At the scheduler level, a SIGTSTP signal is sent first and can be trapped. Two seconds later, a SIGSTOP signal is sent and cannot be trapped.

2. Can all jobs be resumed?

Jobs stopped because of the LoadstopMem or LoadstopUt load-threshold parameters can automatically resume and continue running after the load threshold is adjusted.

3. How do I configure load thresholds in FCP?

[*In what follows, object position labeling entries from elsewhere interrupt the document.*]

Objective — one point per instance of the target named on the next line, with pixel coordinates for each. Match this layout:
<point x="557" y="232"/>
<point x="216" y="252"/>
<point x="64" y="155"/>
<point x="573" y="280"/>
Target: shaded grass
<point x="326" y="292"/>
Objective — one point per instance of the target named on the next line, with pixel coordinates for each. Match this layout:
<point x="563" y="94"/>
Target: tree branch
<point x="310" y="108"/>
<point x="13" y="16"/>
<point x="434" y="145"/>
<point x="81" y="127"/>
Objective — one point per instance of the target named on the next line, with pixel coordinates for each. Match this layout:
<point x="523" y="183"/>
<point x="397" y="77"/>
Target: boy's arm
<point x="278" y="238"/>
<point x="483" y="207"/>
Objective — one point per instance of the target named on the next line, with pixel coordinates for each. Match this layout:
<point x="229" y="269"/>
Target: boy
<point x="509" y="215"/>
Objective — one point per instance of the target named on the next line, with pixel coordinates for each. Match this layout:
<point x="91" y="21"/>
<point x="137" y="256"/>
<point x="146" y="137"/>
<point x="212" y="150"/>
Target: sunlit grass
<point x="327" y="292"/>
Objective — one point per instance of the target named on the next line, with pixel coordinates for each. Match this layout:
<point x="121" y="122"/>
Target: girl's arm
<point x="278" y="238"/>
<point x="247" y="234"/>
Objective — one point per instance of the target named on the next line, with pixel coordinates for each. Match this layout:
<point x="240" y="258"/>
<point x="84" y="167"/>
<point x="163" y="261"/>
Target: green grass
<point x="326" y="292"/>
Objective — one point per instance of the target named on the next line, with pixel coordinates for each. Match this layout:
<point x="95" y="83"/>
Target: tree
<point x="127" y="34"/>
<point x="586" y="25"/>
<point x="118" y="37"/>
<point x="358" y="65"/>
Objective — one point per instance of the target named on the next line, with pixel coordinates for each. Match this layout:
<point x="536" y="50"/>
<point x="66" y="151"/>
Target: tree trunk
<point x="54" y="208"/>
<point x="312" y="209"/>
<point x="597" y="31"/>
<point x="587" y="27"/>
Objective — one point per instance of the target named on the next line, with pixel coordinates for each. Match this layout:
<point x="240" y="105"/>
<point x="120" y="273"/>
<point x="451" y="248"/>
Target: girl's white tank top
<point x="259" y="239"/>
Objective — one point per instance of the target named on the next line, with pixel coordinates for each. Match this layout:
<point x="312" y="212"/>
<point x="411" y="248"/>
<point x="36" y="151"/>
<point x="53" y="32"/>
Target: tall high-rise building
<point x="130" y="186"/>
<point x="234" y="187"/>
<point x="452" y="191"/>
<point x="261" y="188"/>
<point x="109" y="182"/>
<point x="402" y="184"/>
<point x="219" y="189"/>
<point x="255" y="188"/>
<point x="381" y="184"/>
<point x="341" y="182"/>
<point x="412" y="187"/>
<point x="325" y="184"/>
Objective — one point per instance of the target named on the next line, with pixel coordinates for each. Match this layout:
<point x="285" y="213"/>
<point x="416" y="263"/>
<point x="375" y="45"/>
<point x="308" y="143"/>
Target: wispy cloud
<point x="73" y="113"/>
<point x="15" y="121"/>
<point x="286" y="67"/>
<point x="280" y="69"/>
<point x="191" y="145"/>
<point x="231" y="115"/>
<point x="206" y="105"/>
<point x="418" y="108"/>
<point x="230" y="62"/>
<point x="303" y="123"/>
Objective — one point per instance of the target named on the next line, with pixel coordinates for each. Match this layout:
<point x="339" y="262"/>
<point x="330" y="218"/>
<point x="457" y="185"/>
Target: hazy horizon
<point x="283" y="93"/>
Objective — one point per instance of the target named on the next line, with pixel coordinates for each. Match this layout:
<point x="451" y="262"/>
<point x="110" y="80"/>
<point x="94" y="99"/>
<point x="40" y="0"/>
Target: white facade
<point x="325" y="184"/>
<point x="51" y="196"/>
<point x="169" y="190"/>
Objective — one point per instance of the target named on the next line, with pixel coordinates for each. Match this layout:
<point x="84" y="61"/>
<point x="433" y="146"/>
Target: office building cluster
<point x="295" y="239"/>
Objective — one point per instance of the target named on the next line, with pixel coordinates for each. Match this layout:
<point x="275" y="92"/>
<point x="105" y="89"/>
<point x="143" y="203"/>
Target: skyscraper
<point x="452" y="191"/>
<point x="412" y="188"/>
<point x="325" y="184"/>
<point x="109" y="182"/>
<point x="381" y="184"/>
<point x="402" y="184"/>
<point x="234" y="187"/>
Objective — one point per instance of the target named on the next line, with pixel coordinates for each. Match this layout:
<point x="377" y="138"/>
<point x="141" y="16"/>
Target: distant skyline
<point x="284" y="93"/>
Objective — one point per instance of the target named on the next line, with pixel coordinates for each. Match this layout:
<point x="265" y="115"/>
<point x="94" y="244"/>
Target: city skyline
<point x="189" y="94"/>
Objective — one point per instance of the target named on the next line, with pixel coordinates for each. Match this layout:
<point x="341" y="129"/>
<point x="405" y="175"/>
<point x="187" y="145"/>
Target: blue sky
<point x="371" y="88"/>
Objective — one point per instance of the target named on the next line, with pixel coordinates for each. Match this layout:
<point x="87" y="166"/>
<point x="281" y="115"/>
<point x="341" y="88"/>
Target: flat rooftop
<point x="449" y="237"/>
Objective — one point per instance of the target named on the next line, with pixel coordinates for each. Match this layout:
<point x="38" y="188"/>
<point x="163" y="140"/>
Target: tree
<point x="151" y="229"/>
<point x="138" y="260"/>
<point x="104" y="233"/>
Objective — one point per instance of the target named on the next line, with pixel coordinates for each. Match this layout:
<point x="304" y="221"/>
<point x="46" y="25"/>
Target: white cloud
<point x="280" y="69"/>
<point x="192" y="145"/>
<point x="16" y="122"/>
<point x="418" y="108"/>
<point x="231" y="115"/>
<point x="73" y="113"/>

Load thresholds support custom parameters by partition, and they can be set when creating or editing a partition. The custom parameter configuration entry points are as follows:

  • When creating a cluster, set them under Compute Partition Advanced Configuration > Custom Parameters.
  • After the cluster is created, set them when creating a compute partition under Advanced Configuration > Custom Parameters.
  • After the cluster or compute partition has been created successfully, set them from Partition List > Advanced Configuration > Edit Custom Parameters.

Example configuration:

Example load-threshold configuration

For the supported parameters and detailed descriptions, see the Load Threshold Introduction.

4. Do stopped jobs release compute resources at the scheduler level? What about at the actual system level?

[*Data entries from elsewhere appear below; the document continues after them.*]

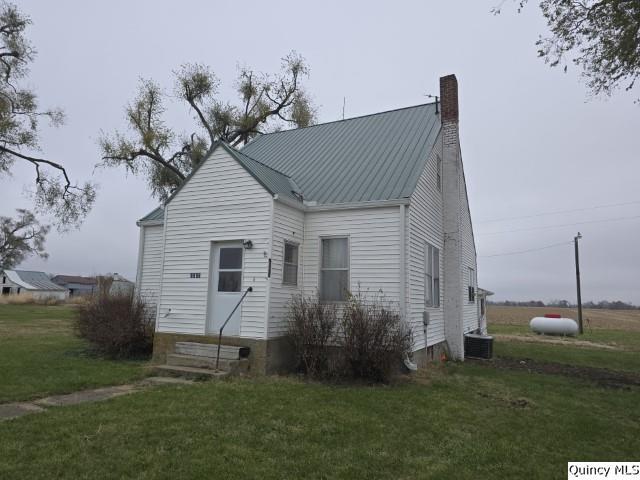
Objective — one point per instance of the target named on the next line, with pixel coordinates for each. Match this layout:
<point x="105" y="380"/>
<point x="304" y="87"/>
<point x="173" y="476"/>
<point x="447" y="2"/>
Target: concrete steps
<point x="189" y="372"/>
<point x="232" y="366"/>
<point x="197" y="361"/>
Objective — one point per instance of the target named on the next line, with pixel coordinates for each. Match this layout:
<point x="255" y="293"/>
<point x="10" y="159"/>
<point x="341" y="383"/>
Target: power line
<point x="546" y="227"/>
<point x="558" y="212"/>
<point x="526" y="251"/>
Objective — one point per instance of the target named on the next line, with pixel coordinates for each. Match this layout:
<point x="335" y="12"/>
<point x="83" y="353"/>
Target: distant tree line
<point x="603" y="304"/>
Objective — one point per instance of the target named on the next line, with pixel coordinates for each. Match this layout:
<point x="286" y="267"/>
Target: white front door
<point x="225" y="287"/>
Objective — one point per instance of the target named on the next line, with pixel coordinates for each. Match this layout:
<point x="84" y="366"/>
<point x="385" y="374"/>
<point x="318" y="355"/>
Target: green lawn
<point x="455" y="421"/>
<point x="468" y="422"/>
<point x="40" y="356"/>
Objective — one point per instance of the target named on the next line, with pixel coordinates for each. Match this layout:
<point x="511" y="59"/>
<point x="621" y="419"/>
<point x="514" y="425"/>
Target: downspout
<point x="403" y="277"/>
<point x="140" y="257"/>
<point x="403" y="262"/>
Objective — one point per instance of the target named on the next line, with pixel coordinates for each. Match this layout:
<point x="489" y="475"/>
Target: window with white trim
<point x="472" y="285"/>
<point x="432" y="276"/>
<point x="334" y="269"/>
<point x="290" y="265"/>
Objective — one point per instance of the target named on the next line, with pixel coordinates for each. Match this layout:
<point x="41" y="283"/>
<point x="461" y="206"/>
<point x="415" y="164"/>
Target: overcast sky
<point x="532" y="141"/>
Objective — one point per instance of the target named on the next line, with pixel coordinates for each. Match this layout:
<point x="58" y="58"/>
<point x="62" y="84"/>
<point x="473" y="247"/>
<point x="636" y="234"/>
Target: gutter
<point x="313" y="207"/>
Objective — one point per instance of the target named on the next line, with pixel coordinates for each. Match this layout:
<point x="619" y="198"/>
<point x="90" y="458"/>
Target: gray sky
<point x="532" y="141"/>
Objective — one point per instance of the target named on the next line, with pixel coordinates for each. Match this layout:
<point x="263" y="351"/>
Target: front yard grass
<point x="461" y="421"/>
<point x="40" y="356"/>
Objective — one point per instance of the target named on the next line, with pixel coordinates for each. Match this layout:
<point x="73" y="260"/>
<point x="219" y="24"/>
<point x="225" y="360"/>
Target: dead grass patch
<point x="555" y="341"/>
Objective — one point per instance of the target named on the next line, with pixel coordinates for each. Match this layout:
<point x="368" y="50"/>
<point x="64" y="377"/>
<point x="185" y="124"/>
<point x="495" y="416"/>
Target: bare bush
<point x="119" y="326"/>
<point x="374" y="339"/>
<point x="311" y="331"/>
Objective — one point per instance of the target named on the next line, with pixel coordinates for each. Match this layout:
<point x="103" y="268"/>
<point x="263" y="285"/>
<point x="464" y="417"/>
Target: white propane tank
<point x="552" y="324"/>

Memory is not released, but CPU resources are released.

5. What is the difference between load-stopped jobs, the scontrol suspend command, and scancel -s SIGSTOP/SIGTSTP?

  • loadstop: This is a feature that automatically stops jobs under specific load conditions. It is typically used for dynamic job management to prevent cluster overload. Stopped jobs enter the ST state, memory remains allocated, and CPU resources are released.
  • scontrol suspend: This is a manual command used to suspend a specified job. After it is executed, the job is suspended. Node resources are released, and users can resume the job later with scontrol resume.
  • scancel -s SIGSTOP/SIGTSTP: This command sends signals and can force a specified job to pause by sending SIGSTOP or SIGTSTP through scancel. SIGSTOP cannot be caught, so the job stops immediately. SIGTSTP can be caught, so the job may choose how to handle it. It cannot stop jobs submitted by the batch command. Stopped jobs enter the ST state, memory remains allocated, and CPU resources are released.

6. What is the stopping order policy for jobs?

The stopping order policy follows priority, stopping lower-priority jobs first. If a job priority is changed manually, the automatic stopping order used by load thresholds does not change and will still stop jobs according to the old priority.

7. Can load threshold configuration be modified online?

Yes. In the web UI, go to Cluster Management > Partition List > Advanced Configuration > Edit Custom Parameters. See the screenshot in question 3 for reference.

8. Can a similar stop effect to loadstop be achieved manually, where resources are not released?

No.

9. Will manual user actions conflict with the automatic actions in load thresholds?

No.

10. What are the polling intervals for load checks and job/node stop-start actions?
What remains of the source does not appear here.